I ask because we’ve mandated masks when indoors for the fall, and there has been quite a bit of speculation about the degree to which students will comply.
I’m happy to report that the nearly unanimous feedback from the folks who wrote was that compliance has been widespread. Even better, the few students who didn’t comply initially were willing when confronted. Some may have grumbled or whined, but I’ll take that; you don’t have to be sincere for masks to work. Some students needed pointed and repeated reminders not to let the masks slip beneath their noses, but that was the worst of it.
(Admittedly, the viral story of the professor who retired when a student wouldn’t comply suggests that “widespread” is not a synonym for “universal.”)
One reader noted that “first year students … are more problematic. I have to repeatedly remind them to pull up their masks, and then they glare at me with open contempt for ‘violating their rights.’” The majority of our students would qualify as first-year, so this gave me pause. Still, “glaring” doesn’t transmit the virus. If they eventually complied, even while exuding attitude, I’ll take it.
Unsurprisingly, one element of a successful mandate appears to be professors (and others) carrying around spare masks to hand out to students who forgot, or whose mask broke, or who were just trying to see if the college was serious. That’s a part of our plan, too. That kind of soft defiance can be overcome through fairly straightforward reminders. And honestly, who among us hasn’t forgotten a mask at least once? During those first few days of class, the deans and I will be out there with extra masks, setting examples and confronting the sneaky.
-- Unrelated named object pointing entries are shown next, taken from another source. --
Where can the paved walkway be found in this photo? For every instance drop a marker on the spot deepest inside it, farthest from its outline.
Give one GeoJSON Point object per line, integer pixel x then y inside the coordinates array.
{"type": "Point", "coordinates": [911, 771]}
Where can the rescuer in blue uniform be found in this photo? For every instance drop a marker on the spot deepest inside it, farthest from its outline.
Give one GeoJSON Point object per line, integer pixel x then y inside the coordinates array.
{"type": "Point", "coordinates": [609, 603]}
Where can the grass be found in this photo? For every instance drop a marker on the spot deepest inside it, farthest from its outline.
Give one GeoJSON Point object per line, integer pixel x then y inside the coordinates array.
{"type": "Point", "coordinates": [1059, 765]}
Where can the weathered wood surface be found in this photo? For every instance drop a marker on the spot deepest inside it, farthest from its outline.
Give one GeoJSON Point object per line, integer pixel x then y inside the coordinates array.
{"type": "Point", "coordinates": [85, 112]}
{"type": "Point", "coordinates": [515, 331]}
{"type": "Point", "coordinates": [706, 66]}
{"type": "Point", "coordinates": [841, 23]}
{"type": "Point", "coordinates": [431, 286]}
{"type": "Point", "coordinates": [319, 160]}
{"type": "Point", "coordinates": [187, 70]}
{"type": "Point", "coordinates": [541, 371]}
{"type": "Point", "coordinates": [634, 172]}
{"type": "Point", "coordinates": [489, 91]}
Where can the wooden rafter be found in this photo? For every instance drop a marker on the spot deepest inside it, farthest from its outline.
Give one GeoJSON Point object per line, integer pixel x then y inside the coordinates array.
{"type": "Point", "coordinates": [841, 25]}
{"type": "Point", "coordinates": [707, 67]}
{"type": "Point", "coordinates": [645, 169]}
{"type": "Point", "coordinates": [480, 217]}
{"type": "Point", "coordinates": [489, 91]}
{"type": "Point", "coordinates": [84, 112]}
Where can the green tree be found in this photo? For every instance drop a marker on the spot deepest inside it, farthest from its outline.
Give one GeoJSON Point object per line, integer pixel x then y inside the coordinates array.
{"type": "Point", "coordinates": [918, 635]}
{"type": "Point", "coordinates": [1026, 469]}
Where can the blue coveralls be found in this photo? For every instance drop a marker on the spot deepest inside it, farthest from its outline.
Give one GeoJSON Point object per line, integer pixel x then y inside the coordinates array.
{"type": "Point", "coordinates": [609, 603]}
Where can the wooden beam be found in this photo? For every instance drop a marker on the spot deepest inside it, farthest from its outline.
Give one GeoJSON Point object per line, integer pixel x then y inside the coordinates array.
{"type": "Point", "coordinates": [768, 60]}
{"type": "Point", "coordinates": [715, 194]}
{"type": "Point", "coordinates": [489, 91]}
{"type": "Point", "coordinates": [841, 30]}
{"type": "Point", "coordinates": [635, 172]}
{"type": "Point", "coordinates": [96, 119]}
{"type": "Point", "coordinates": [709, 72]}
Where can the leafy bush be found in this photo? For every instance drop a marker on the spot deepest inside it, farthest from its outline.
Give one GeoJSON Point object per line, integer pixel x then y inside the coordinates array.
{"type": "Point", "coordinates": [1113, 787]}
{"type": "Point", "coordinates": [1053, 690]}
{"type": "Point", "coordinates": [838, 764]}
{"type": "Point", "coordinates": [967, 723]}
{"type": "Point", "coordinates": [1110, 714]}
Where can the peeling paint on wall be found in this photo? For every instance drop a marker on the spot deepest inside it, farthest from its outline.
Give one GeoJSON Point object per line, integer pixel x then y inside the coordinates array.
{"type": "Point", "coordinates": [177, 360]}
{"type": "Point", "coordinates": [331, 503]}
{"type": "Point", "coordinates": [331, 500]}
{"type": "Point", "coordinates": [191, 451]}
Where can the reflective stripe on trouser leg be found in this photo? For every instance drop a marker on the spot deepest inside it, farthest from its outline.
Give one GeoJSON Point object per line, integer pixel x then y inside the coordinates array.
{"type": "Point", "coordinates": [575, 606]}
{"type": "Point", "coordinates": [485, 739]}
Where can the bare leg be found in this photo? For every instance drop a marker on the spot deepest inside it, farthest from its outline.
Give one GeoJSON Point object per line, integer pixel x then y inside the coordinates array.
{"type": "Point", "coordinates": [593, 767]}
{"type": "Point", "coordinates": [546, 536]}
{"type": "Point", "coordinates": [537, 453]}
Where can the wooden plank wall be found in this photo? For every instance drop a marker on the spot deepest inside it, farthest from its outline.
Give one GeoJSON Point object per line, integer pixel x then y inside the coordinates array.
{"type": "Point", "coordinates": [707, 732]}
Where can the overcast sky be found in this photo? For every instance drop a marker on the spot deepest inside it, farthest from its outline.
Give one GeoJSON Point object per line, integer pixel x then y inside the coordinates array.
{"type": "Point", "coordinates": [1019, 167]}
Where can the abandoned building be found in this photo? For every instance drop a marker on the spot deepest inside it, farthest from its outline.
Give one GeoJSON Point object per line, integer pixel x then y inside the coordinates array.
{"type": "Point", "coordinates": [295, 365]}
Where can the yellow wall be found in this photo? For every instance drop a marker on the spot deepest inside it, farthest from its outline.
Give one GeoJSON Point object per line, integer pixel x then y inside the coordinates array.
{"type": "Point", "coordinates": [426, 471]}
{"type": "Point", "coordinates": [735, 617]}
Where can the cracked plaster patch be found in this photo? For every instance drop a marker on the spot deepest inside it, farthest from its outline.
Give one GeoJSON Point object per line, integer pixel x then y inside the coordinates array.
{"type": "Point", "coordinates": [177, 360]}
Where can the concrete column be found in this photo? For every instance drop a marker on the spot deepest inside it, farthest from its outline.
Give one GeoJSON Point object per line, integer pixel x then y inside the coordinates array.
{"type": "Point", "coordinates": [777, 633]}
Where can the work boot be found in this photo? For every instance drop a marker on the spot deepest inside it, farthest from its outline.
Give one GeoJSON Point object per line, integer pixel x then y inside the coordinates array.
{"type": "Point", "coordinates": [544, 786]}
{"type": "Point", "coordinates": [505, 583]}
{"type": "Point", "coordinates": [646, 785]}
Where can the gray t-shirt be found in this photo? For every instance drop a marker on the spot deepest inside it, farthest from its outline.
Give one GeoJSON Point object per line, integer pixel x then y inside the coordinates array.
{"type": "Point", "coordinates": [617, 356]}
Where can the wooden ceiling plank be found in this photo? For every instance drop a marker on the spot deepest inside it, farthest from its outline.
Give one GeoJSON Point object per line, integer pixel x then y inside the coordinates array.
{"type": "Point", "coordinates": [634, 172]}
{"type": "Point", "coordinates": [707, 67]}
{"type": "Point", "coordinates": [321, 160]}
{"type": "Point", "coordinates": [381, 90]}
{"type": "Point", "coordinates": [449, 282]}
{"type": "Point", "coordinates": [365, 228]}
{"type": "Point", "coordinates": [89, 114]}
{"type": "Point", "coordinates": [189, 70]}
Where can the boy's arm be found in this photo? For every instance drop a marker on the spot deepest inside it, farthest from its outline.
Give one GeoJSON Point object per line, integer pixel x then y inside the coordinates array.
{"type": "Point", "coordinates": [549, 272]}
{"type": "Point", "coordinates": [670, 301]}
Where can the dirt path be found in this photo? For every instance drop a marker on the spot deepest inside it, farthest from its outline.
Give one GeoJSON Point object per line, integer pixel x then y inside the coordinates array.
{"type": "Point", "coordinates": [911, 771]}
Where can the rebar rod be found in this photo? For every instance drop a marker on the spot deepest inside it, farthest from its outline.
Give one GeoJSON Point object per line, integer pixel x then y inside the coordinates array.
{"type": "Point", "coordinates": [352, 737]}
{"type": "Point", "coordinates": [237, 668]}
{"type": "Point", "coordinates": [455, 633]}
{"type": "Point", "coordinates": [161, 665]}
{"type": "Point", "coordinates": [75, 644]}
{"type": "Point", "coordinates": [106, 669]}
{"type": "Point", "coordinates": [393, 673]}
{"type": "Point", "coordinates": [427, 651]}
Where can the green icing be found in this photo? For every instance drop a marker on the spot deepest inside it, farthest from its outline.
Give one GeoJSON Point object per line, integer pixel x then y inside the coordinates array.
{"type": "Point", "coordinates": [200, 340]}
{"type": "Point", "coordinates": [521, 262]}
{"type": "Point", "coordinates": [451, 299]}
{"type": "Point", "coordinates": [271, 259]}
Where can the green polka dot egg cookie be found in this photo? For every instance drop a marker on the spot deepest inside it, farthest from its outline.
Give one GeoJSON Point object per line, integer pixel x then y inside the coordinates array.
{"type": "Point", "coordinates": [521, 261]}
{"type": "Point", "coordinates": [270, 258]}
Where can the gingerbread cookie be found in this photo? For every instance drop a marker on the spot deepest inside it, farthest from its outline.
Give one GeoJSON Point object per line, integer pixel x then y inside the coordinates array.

We had quite a bit of back-and-forth on whether to mandate masks. The argument against it boils down to enforceability, which led to my question. The argument for it was pragmatic in a different way. When a store or other facility has a sign saying “masks recommended,” people interpret that to mean that they can do what they want; recent grocery trips suggest a mix of half and half. When a store says “masks required,” it sends a different message. That’s especially true if when you go in, a store employee says, “I’m sorry, masks are required.” At that point, most people will either put on a mask or leave. Mask wearing in the latter context tends to be much higher. In the context of a pandemic, a harm-reduction strategy strikes me as the way to go.
As a political theorist by training, I see the mask issue as highlighting the relatively attenuated concept that many people have of a society larger than themselves. (The reductio ad absurdum of that attenuation was Margaret Thatcher’s dictum that “there is no such thing as society.”) The idea that someone attending a publicly subsidized college could claim absolute individual sovereignty upon arriving there is nonsense on stilts; public subsidy implies a public voice. The old line that your right to swing your arms as you please ends where my nose begins doesn’t apply in the context of airborne pathogens. The utter shock with which some people respond to the reminder that we’re interdependent suggests that a sort of folk libertarianism has gone much, much too far. People need other people, which implies a need for a basic respect for their survival.
Yes, there are still asterisks. There may be students with medical issues preventing them from wearing masks; we’ll have to find ways to accommodate their needs. While we have a healthy array of online and remote courses, they don’t work in every context: in automotive tech, for instance, there’s just no substitute for getting hands on an engine.
But I’m hopeful that really difficult issues will be relatively few, and quickly resolved. Thank you to the wise and worldly readers who wrote and gave me confidence that the mandate might actually work. The stakes are high enough that it’s worth a try.